If you are a Board member/Executive manager looking to hire a Security manager or you are a security manager looking to rise to the challenge, in addition to technical understanding of security, I would focus on getting/ developing the following skills.
• Great communicator and story teller: Only a great communicator can influence effectively at the board and executive level as well end users from various business units with varied amounts of technical knowledge.
• High Emotional Intelligence: A highly developed emotional intelligence is needed in order to foster enduring internal relationships with peers, business unit leaders, and technical staff. EI is a critical trait as it will influence collaboration, teamwork, crisis management, and more.
• Big-picture thinking: “Being able to see the forest for the trees…..” A security manager usually comes from a technical background and technical engineers are very good at focussing on the minutiae which is necessary to solve technical problems. Security on the other hand is very much connected with being able to see the bigger picture and the context. Security leader needs to have a big-picture thinking to be successful.
• Business Acumen: A security leader has a very important part to play in business planning, strategic planning, and ensuring security and risk is built into all business processes. Most importantly the person needs to be able to frame security challenges into business opportunities, ultimately, security leader need to balance dollars with risk.
• Ability to lead cultural change: Organizational culture sets the tone, the framework, and the operational context for security to operate. Implementing a mature security posture has a lot to do with successfully leading culture change in an organization. Ultimately security leader must create a positive security culture.

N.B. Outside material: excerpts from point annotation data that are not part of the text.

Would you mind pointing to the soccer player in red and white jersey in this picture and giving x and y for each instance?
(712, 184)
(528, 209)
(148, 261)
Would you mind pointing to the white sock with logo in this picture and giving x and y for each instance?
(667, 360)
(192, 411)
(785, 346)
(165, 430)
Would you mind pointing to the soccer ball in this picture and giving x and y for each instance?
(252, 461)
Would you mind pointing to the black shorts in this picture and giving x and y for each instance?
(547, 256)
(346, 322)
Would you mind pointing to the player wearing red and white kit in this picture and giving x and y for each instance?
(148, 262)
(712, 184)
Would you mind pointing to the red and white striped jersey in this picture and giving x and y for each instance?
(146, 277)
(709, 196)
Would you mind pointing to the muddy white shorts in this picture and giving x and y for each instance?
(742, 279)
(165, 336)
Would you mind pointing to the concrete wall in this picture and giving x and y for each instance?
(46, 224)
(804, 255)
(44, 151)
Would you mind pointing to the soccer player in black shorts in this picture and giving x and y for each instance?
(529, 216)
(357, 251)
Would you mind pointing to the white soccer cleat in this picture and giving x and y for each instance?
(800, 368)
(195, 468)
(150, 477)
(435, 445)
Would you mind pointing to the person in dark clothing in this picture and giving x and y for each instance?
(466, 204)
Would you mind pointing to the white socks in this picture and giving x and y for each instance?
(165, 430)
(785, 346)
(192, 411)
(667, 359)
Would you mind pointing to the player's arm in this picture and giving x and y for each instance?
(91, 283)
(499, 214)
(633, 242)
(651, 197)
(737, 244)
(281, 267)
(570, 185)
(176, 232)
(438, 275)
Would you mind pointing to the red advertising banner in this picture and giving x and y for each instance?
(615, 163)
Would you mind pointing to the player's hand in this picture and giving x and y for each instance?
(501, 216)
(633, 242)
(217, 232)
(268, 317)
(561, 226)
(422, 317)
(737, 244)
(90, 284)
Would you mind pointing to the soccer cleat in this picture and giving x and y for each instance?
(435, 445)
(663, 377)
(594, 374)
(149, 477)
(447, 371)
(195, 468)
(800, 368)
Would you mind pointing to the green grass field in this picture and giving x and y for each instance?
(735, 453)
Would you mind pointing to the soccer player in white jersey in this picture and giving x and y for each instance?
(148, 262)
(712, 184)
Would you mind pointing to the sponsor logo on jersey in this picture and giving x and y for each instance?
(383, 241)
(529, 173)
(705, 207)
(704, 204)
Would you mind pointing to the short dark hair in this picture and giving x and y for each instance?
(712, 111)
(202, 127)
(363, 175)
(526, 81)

• Personal integrity: For the security leader the foundation of success is built on how he/she can engender trust of various parts of the organisation in the security processes and security programs being put in place. Trust starts with the security leader and hence he/she must exhibit greatest of personal integrity in everything the person says and does.
• Execution- Ability to get things done: Security leader must be results oriented. At the end of the day, soft skills and communication and integrity and EI are all good, but the security manager must have the ability to execute and complete tasks and projects successfully. Security leader must find ways to say “yes” to internal stakeholders and make security an enabler and not a roadblock.
• Be a team builder: Good leaders build good teams. The security leader needs to be a “servant leader” and build a team of specialists with multi-dimensional skillsets and attracting the best talent to the organisation. Successful security program needs people with right mix of talent, technical skills and interpersonal skills working as a cohesive unit.